Marketing für Schriftsteller – selbst ist der Autor

Julien Christ  / pixelio.de
Julien Christ / pixelio.de

Dein Buch ist fertig. Ein wahrer literarischer Schatz. Dein Stil ist provokant, frisch, anders. Deine Story ist revolutionär. Heißt es jetzt zurücklehnen und warten?

Nein.

Fakt ist:

Das beste Buch bringt nichts, wenn es niemand liest.
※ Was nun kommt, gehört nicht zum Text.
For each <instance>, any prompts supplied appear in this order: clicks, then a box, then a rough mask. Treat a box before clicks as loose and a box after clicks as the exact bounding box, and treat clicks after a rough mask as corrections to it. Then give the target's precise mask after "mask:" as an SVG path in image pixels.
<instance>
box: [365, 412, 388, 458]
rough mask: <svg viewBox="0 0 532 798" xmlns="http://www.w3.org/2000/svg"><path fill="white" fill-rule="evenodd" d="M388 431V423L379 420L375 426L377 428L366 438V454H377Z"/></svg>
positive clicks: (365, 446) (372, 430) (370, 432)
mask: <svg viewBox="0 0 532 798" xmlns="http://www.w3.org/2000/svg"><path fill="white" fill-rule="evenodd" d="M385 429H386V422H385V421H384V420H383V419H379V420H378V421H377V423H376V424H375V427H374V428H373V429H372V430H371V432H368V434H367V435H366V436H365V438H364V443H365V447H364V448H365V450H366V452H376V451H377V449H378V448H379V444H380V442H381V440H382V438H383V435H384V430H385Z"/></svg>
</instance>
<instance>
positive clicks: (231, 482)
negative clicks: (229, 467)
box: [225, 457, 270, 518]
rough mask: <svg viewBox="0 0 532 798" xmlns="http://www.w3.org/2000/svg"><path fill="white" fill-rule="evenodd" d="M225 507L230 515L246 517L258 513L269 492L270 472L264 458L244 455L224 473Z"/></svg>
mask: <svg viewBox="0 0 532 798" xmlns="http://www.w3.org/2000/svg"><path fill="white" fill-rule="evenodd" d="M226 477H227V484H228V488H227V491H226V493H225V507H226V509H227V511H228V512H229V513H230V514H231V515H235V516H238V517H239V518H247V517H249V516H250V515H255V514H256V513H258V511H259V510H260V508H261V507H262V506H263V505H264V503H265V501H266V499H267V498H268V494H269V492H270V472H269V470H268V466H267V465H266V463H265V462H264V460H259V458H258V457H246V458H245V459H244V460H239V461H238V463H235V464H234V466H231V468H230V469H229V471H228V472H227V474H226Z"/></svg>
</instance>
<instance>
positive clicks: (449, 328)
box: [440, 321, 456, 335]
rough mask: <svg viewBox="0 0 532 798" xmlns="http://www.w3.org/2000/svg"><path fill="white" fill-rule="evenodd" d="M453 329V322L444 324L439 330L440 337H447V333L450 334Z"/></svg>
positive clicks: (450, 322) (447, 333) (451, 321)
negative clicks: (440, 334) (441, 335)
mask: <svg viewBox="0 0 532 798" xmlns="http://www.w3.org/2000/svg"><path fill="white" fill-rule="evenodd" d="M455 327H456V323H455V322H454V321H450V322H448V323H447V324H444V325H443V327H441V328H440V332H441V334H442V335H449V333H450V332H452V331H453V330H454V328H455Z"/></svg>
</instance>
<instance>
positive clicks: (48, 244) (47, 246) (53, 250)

Wenn dein Buch nicht gekauft wird, liegt das oft schlicht daran, dass es niemand wahrnimmt. Auf dem Buchmarkt gibt es jährlich 90000 Neuerscheinungen. Warum sollte der Leser ausgerechnet zu deinem Werk greifen?
Viel wahrscheinlicher ist, dass es schlicht in der Masse untergeht.

Aus diesem Grund musst du selbst dafür sorgen, dass deine Zielgruppe von deinem Werk erfährt.

Dazu gibt es einige Möglichkeiten. Die Gängigsten sind:

  • Lesungen

  • (Unaufdringliche!!) Werbung

  • Eine Homepage/einen Blog gestalten.

  • Soziale Netzwerke (Facebook, Twitter, Google+, Foren, usw..)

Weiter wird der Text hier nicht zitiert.